# Bass on Fly



## skinny_water (Jun 11, 2008)

use smaller baitfish patterns (#4), don't try to cast more than 20ft, and GO SLOW! You will learn the dangle but those are some little bullet points. Sightfishing is premo, thats where you will have your best shots.


----------



## DSampiero (Oct 18, 2009)

Walk the canals and look for sand holes on the bank 1-3 feet of water. Peacock Bass are your best bet for easy sight fishing. They probably already have spawned, in which case work culverts, docks and pilings. Figure out which Golf courses are easy to sneak onto and get there early, before the first round of ball smackers get out and b!tch at you for having fun while they get frustrated. ;D


----------



## billhempel (Oct 9, 2008)

I use a 7wt outfit (Loomis Shore Stalker with SA Windmaster WF7F) I fish small poppers, sliders, all with legs. Colors all yellow, white, or chartruese. Hair bugs tend to get soaked and heavy so foam, cork, etc. Clousers are always good. There are local favorites for Peacocks. Check with the Fly Shop of Miami or the Fly Shop of Ft. Lauderdale. Now is a post spawn and it has slowed so move the flys slower, let them sit a bit, etc. Fish are not as aggressive now and are scattered. I have done well on the first visit to a known spot and then it shuts down on subsequent visits. Just keep trying spots. There are plenty. Sometimes you have to park and then walk a bit to get there. Here's a photo taken just last week. I was using some tackle from the 50's and 80's. The reel is a 50's Centuare River spinning reel and an 80's Fenwick 4 pc travel rod. It's fun sometimes.


----------



## HaMm3r (Dec 11, 2006)

Like ByFly said, get ya some foam poppers and head out early morning at dawn, or late evening near dusk. Cast it as far as you can, then work it back aggressively, giving it a good hard pop every 1 to 2 seconds with an occassional pause. Unless you can see the fish, this is one of the best ways to get them to come to you.
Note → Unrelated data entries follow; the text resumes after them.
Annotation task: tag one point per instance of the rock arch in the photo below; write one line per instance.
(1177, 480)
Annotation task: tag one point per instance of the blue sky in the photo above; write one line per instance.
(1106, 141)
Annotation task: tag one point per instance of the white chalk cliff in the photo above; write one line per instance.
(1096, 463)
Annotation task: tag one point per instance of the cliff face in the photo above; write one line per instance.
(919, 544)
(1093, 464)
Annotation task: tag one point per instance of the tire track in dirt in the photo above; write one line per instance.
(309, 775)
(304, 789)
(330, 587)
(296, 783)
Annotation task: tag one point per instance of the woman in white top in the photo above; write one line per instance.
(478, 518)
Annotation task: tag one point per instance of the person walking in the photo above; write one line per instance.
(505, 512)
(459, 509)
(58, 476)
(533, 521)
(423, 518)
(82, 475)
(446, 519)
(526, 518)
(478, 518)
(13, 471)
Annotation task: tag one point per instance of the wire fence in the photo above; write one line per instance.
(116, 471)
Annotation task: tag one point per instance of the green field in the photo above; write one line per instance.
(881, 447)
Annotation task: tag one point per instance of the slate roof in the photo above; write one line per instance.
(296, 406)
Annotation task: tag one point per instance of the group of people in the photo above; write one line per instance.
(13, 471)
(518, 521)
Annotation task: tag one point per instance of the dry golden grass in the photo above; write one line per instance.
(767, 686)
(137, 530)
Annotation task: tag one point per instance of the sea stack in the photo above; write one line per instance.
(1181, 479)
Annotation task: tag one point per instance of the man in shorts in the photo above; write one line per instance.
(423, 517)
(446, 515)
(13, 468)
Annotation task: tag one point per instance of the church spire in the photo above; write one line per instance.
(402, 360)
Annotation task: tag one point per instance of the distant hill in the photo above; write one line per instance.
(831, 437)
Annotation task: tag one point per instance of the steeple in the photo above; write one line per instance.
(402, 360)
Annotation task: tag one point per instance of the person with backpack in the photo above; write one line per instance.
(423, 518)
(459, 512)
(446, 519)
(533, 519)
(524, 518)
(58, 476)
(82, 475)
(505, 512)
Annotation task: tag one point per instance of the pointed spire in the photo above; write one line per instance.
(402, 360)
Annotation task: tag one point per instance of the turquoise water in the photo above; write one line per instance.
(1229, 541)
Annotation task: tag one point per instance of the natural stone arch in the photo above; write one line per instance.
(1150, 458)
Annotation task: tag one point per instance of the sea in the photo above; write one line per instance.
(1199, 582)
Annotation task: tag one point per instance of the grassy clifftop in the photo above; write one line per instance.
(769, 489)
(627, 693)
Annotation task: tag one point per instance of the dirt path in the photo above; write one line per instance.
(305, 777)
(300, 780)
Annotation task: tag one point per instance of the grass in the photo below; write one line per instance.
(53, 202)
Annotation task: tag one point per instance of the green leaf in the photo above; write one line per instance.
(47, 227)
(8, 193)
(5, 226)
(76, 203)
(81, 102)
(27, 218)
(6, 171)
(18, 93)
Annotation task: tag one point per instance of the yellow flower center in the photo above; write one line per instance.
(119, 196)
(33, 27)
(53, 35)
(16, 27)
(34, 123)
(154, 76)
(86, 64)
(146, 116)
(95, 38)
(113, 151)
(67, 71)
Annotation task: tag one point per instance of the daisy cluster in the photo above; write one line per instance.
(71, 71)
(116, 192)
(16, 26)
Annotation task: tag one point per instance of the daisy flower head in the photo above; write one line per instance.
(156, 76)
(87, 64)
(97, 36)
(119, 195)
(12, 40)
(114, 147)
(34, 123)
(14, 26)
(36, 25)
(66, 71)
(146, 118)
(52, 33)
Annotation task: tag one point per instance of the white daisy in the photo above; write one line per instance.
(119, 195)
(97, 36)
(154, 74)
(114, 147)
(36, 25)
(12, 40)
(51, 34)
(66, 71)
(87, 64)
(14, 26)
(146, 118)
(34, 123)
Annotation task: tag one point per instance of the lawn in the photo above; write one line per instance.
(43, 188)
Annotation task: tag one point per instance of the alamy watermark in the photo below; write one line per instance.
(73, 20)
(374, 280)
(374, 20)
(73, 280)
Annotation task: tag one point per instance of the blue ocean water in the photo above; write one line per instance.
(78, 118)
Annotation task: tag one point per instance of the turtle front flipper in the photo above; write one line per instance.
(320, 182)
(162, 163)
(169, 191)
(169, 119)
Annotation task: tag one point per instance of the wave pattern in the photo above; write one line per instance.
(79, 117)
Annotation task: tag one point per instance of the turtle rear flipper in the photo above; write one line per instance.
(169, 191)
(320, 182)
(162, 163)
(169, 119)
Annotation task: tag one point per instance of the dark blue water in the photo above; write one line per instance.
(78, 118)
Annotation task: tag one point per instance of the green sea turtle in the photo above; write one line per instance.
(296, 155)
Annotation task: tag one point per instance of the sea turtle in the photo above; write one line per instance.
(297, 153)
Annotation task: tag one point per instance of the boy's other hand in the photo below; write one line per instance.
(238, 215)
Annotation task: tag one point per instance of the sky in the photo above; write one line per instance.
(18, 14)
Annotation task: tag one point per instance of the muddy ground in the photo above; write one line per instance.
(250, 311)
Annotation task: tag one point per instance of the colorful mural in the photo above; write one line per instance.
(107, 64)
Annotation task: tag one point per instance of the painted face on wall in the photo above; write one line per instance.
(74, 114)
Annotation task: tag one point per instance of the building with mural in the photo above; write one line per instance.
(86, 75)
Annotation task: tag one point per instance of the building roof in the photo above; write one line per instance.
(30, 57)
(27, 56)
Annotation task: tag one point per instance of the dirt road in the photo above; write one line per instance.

This is one from last week on my 5wt. You can see the foam popper in the pic.


----------



## paint it black (Nov 3, 2007)

I like sight fishing with clousers.
I have hooked anything from snook, bass, peacock bass, tarpon, jack crevalle, jaguar guapote, mayan cichlid, blue gills, bowfin, tilapia, and numerous other random fish in freshwater canals using a clouser.

You get the good with the bad.
That's why I rather sight fish them and make the casts, keeps the unwanted species off the end of the line. 

Bass seem to like clousers in natural looking colors, but smaller ones will hit any color.
The largest bass I have caught on fly was around 4lbs.
The largest peacock I estimated around 7lbs, but other skilled accomplished anglers said it could have gone for 8lbs.


I'm about to pick up a new 5wt outfit for bass and peas because my last 5wt rod broke.


----------



## Charlie (Apr 5, 2010)

Tried out some bass on fly today at tradewinds park. Although my casting from a kayak greatly improved ( I went from a 10 foot range to a 30 foot range), I had no luck on fly. However, my fishing buddy (dad) caught three, the biggest 16", with a brown woolly bugger.


----------